Sociology and statistics

According to the Hartford Institute for Religious Research,[1] 5 million Americans attend megachurches every week, and congregants tend to be young (the 25-44 age bracket is the largest segment of megachurch worshippers, and those 65 or older are not widely represented at megachurches; the average age of a megachurch attendee is 40 compared to the average of 50 for all churches taken together) and single adults, and almost a quarter of attendees are "unchurched" - they identify as Christian but have not attended church for a considerable time before attending the megachurch. Megachurch attendees tend to be better educated, with 52% having a college degree compared to 41% for churchgoers.

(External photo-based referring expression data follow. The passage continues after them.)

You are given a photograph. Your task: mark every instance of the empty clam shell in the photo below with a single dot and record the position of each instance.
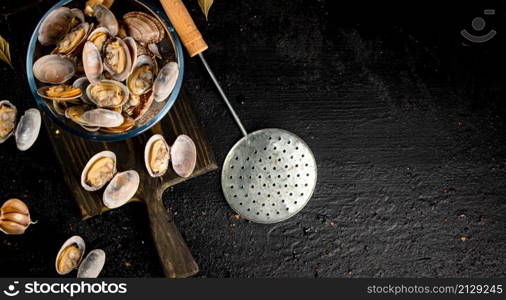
(99, 36)
(92, 62)
(92, 264)
(143, 28)
(165, 81)
(108, 93)
(82, 83)
(62, 92)
(106, 19)
(53, 69)
(140, 80)
(8, 113)
(55, 26)
(101, 117)
(70, 255)
(132, 47)
(121, 189)
(183, 154)
(117, 60)
(28, 129)
(156, 156)
(98, 171)
(72, 40)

Those who attend megachurches attend slightly less often than the average for all churches, and give less money to the church.

Those attending megachurches report "much spiritual growth", and many megachurch attendees invite others to attend their church. 82% of those attending megachurches initially attended the church because of personal recommendation by friends, family members or co-workers, although many younger worshippers report finding out about the church through the Internet.

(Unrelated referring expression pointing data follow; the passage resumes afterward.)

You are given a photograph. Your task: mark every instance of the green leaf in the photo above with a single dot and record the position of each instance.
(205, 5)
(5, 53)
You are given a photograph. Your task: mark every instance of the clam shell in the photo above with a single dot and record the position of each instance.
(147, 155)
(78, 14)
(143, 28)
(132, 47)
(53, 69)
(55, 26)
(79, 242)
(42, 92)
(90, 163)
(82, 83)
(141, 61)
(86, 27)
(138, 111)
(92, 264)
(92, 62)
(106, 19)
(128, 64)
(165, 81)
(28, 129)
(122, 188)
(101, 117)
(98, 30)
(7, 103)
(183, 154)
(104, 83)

While the majority of megachurches are affiliated to denominations, a substantial minority are nondenominational. Of the denominationally affiliated churches, most are affiliated with the Southern Baptist church, and then to Baptist churches more generally. Other denominational affiliations include the Assemblies of God, the United Methodist Church and Calvary Chapel. Denominational affiliation plays a less significant role for megachurches than it does with smaller churches: for many megachurches, inter-denominational networks, fellowships and associations has as much of a role or more as their denominational tradition. A number of megachurches have also left their denominations and become independent.[2]


  1. Hartford Institute for Religious Research, Not Who You Think They Are: A Profile of the People Who Attend America's Megachurches, 2009.
  2. Scott Thumma, Adair Lummis, Growing Up and Leaving Home: Megachurches that depart denominations, Hartford Institute for Religious Research.